Do Not Resuscitate Order Versus Living Will
A do not resuscitate order is not the same as a living will, also known as an advanced medical directive. A do not resuscitate order is more limited. On the other hand, a living will covers a wide range of extraordinary medical interventions in the event of a medial emergency. These include:
- Feeding tubes
- Blood transfusions
- Other interventions
Living wills are created by both healthy as well as ailing individuals. They are designed to take effect if a person cannot express his or her wishes in the midst of a medical emergency. Generally speaking, a living will does not cover resuscitation. In other words, if person wanted to cover the full spectrum of issues discussed in this paragraph, both instruments would be needed.
Do Not Resuscitate Order Versus Do Not Intubate Order
A do not resuscitate order prohibits doctors from resuscitating a stopped heart. On the other hand, a do not intubate prohibits doctors from inserting a breathing tube to prolong an individual’s life. A do not intubate does not apply to resuscitation.
For an ailing patient who wants to bar all aggressive life-saving measures, it may be advisable to establish both a do not resuscitate order and a do not intubate. A do not resuscitate order covers cardiac arrest while a do not intubate covers respiratory failure and associated conditions.

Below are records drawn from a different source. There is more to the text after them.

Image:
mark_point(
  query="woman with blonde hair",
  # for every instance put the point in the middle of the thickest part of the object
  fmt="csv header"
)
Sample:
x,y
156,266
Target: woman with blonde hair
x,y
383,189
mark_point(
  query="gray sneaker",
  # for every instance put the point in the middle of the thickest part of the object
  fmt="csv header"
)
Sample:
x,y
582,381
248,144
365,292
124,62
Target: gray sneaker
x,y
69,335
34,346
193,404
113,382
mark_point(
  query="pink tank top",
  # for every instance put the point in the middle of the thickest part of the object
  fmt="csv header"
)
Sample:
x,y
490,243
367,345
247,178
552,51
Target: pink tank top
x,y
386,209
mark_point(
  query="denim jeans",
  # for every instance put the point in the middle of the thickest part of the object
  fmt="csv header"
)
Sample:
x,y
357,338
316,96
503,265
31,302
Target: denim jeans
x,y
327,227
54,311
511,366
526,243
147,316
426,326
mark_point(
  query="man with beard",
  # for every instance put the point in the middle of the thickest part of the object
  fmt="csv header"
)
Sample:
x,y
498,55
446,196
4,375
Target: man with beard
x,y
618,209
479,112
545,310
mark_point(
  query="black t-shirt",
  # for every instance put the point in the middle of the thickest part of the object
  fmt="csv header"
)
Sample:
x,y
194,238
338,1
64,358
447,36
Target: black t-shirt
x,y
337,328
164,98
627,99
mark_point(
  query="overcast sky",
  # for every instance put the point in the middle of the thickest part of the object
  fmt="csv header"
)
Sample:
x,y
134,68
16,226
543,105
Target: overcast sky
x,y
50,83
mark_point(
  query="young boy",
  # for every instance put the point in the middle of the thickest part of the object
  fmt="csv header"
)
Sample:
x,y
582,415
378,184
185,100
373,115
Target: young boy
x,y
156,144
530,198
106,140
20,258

Do Not Resuscitate Order Versus Allow Natural Death Order
An allow natural death order is used by certain hospitals in place of a traditional do not resuscitate order. Whereas the classic do not resuscitate order disallows all attempts to revive a patient with no heartbeat, an allow natural death order more specifically dictates that medical personnel should only use comfort measures to control pain and other symptoms.

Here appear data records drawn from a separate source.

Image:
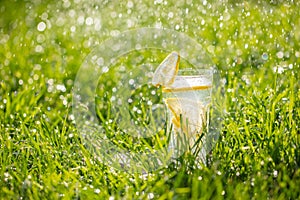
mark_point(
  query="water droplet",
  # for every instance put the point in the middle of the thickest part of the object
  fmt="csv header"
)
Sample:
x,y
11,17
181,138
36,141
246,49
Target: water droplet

For instance, an allow natural death order may permit doctors to withhold resuscitations, intubations, and any other treatments that only serve to prolong the person’s life without preserving the quality of life. In many cases, it can serve the purposes of a DNR, a DNI, and a living will, as it’s strictly concerned with ensuring the patient’s comfort while allowing nature to take its course.
Can a Do Not Resuscitate Order Be Overridden by Family Members?

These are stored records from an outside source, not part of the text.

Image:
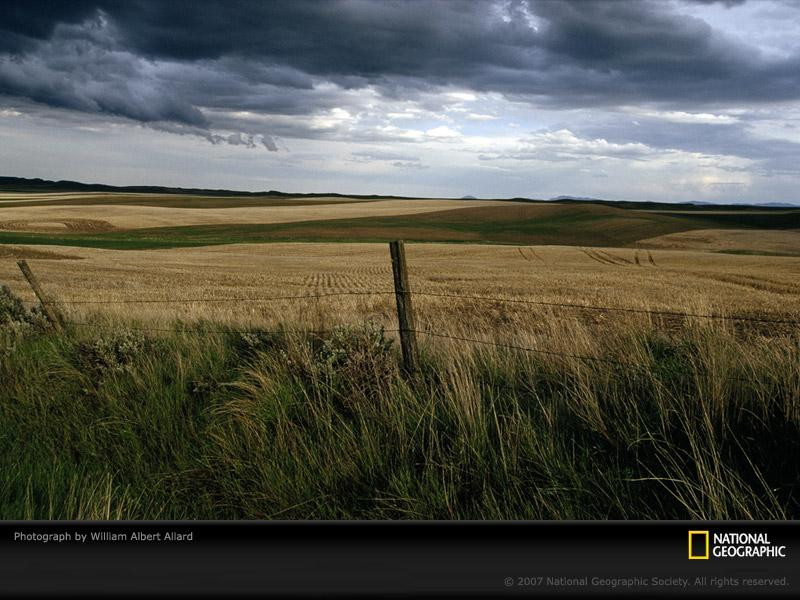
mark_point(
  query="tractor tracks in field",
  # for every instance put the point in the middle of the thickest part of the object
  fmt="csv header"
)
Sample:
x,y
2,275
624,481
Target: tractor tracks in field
x,y
531,255
607,258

As a general rule, a do not resuscitate order cannot be overridden by family members. The whole purpose of a do not resuscitate order is to allow the patient to make this important decision while conscious, calm, and of sound mind. Such a decision is designed so that it cannot be reversed without the person’s consent.
The only exception is a situation in which a do not resuscitate order was requested by an individual that also authorized another individual to make medical decisions on his or her behalf through a durable power of attorney for healthcare.
How to Get a Do Not Resuscitate Order
You can obtain a do not resuscitate order by scheduling an appointment with your primary care provider. When you obtain a do not resuscitate order, you will want to advise your family that this is now in place. You will also want to obtain appropriate identifying documentation to have on you so that other people will be alerted to the existence of a do not resuscitate order.